Egbert Jan Louwerse (1975) is a flautist from the Netherlands. He is a professor of flute at the Prince Claus Conservatoire Groningen, part of the Hanze University, Groningen.

He studied with Pieter Odé and Marieke Schneemann at the Conservatory of Amsterdam where he graduated specialising in contemporary music. During his studies he also did courses in conducting, live electronics and composing. He also studied the microtonal systems and rhythmical complexity of South Indian Music. After graduation at highest possible level in Amsterdam, he went to France many times to study there with flute-legend Christian Lardé.

Although occasionally he works for several orchestra's, his love for chamber music kept growing, especially for French chamber music. In this important repertoire for the flute, he researched several elements in notation-forms in music from 1870, connected to the famous musician Paul Taffanel, which had led to another master's degree on this topic in 2017.

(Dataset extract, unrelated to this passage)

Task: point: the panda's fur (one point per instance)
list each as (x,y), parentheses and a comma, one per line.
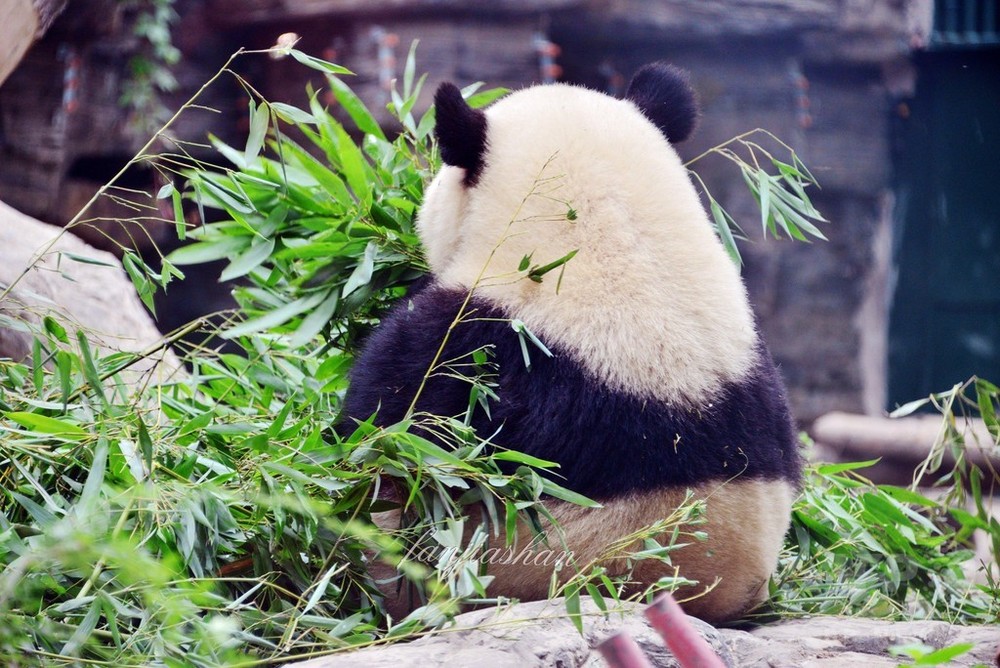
(658,382)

In 2015, he was awarded, by the Paris-based Société Academique "Arts-Sciences-Lettres", a Diploma de medaille d'Argent (a silver medal) for his work on French music throughout his career. Because of this remarkable decoration, the Hanze University Groningen enlisted him on 26 May 2016 in its "Walk of Fame".

Louwerse is regularly invited to lecture and give masterclasses at festivals and conservatories in the Netherlands, Spain, Belgium, Italy and China and is often seen as a jury-member in competitions.

He has duos with pianist Henry Kelder and harpist Manja Smits. He is part of the Dutch flutequartet and fluteoctet Blow Up!.

As a composer he has a contract with Domenus Publishing House of Contemporary Classical Music.